POST FLOOD CONSIDERATIONS

  1. Insurance and Risk Management (IRM) (515-6124) should be contacted to provide consultation and assistance on property damage mitigation. IRM can also provide assistance on damage assessment, and if your department has opted to purchase the appropriate property insurance coverage, can assist with your property insurance claim.
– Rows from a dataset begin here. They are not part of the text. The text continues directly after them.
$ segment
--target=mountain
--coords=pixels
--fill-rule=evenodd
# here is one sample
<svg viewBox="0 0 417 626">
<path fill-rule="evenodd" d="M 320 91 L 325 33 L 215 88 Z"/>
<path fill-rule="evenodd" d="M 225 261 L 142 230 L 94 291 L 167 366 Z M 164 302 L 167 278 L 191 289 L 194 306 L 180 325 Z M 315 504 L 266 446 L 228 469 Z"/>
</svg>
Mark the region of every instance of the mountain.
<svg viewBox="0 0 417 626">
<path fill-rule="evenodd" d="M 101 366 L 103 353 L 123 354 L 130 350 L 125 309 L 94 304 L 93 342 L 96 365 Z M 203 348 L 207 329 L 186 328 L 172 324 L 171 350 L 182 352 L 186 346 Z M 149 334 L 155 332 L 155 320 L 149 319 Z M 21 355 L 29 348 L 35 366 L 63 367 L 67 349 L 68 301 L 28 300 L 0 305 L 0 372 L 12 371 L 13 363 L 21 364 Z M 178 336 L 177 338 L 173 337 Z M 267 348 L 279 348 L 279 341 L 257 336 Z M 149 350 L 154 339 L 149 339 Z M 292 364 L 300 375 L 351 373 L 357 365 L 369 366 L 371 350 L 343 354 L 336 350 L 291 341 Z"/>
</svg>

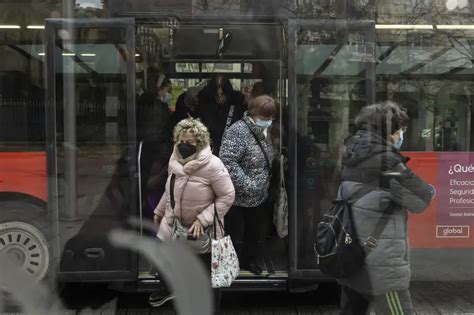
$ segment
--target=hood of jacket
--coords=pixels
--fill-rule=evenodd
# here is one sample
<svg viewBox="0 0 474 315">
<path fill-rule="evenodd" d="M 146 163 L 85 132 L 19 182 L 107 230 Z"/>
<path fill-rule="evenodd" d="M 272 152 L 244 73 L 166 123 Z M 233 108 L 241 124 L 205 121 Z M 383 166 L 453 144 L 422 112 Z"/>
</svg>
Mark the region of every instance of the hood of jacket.
<svg viewBox="0 0 474 315">
<path fill-rule="evenodd" d="M 342 179 L 374 184 L 381 180 L 383 172 L 407 162 L 408 158 L 381 135 L 359 130 L 346 145 L 346 152 L 342 157 Z M 379 182 L 378 185 L 383 184 Z"/>
<path fill-rule="evenodd" d="M 408 161 L 407 158 L 400 154 L 398 149 L 381 135 L 367 130 L 359 130 L 346 145 L 346 152 L 342 157 L 342 163 L 346 167 L 356 167 L 374 156 L 384 153 L 398 156 L 403 163 Z"/>
</svg>

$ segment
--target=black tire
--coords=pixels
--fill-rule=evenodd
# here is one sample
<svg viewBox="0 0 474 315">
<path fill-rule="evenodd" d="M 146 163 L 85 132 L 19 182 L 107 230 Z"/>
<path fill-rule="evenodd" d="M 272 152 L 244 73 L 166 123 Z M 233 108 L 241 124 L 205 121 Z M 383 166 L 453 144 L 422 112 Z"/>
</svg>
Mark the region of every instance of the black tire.
<svg viewBox="0 0 474 315">
<path fill-rule="evenodd" d="M 50 269 L 51 221 L 39 205 L 23 201 L 0 201 L 0 252 L 7 253 L 36 279 Z"/>
</svg>

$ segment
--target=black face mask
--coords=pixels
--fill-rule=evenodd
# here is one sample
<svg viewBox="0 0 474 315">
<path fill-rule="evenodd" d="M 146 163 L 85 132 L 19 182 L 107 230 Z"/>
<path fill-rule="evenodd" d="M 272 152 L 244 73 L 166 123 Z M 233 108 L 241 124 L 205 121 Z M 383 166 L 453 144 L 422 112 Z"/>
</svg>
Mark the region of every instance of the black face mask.
<svg viewBox="0 0 474 315">
<path fill-rule="evenodd" d="M 179 150 L 179 153 L 181 153 L 181 156 L 183 157 L 183 159 L 190 157 L 197 151 L 196 146 L 189 143 L 178 144 L 178 150 Z"/>
</svg>

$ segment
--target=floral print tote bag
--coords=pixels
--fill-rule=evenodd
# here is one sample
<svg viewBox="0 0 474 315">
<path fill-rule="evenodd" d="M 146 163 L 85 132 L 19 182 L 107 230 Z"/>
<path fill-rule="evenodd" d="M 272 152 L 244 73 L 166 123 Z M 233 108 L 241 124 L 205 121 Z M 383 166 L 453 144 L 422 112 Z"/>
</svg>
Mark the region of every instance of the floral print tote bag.
<svg viewBox="0 0 474 315">
<path fill-rule="evenodd" d="M 239 259 L 230 236 L 227 235 L 217 239 L 216 221 L 225 235 L 224 226 L 217 217 L 217 209 L 214 205 L 214 237 L 211 241 L 211 284 L 213 288 L 227 288 L 239 275 Z"/>
</svg>

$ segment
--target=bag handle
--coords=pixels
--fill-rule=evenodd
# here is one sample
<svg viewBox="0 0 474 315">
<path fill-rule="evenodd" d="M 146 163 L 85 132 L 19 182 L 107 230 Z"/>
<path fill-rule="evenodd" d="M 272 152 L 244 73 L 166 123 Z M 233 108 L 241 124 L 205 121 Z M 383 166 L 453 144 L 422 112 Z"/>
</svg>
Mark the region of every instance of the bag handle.
<svg viewBox="0 0 474 315">
<path fill-rule="evenodd" d="M 170 179 L 170 203 L 171 203 L 171 209 L 174 210 L 174 207 L 176 206 L 176 201 L 174 200 L 174 184 L 176 182 L 176 174 L 173 173 L 171 174 L 171 179 Z"/>
<path fill-rule="evenodd" d="M 242 119 L 242 121 L 247 125 L 247 128 L 249 128 L 250 133 L 253 135 L 253 137 L 257 141 L 258 146 L 260 147 L 260 149 L 263 152 L 263 155 L 265 156 L 265 161 L 267 162 L 268 171 L 271 172 L 272 168 L 271 168 L 271 164 L 270 164 L 270 159 L 268 158 L 267 151 L 265 151 L 265 149 L 262 145 L 262 142 L 260 141 L 258 136 L 255 134 L 255 132 L 253 132 L 252 128 L 250 128 L 249 124 L 244 119 Z"/>
<path fill-rule="evenodd" d="M 286 188 L 285 183 L 285 156 L 280 154 L 280 185 L 283 188 Z"/>
<path fill-rule="evenodd" d="M 217 222 L 219 222 L 219 227 L 221 228 L 222 230 L 222 234 L 225 235 L 225 230 L 224 230 L 224 224 L 222 223 L 222 221 L 219 219 L 218 215 L 217 215 L 217 207 L 216 207 L 216 203 L 214 203 L 214 223 L 213 223 L 213 229 L 214 229 L 214 239 L 217 240 L 217 224 L 216 224 L 216 220 Z"/>
<path fill-rule="evenodd" d="M 225 123 L 225 130 L 227 130 L 227 128 L 229 128 L 231 125 L 232 125 L 232 119 L 234 119 L 234 104 L 231 104 L 230 107 L 229 107 L 229 112 L 227 113 L 227 120 L 226 120 L 226 123 Z"/>
</svg>

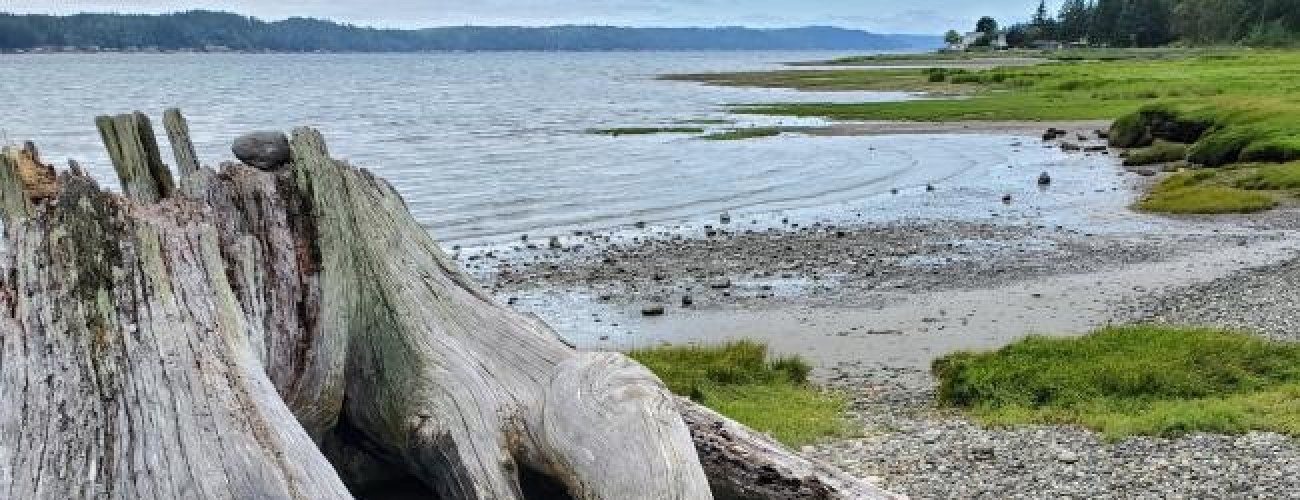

There also may be water damage events where non- University parties may be held liable for water damage to University property and IRM can provide consulting assistance on any such potential property damage liability recovery claim.
  2. Facilities Operations Repair and Renovation Office (515-2991) should be contacted for assistance in determining if structural materials have properly dried and in developing a list of structural materials to be replaced.
  3. Health concerns arising from flooding events with biologically or chemically  contaminated water, e.g. sewage backup, should be directed to EHSC (513-0647).
  4. Department’s Building Liaison will follow up with Facilities Operations Repair and Renovation Office and EHSC’s recommendations for relocating personnel and implementing changes in work schedules due to structural repair and renovation work. 

CONSIDERATIONS FOR AREAS PRONE TO FLOODING

  • Keep computer hard drives and other items off the floor. Elevate items at least 6 inches.
  • Consider replacing carpet with floor tiles.
  • University Housekeeping will provide advice in securing outside help but will not assist in cleaning electronic equipment, such as computers and hard drives exposed to water in flooding events.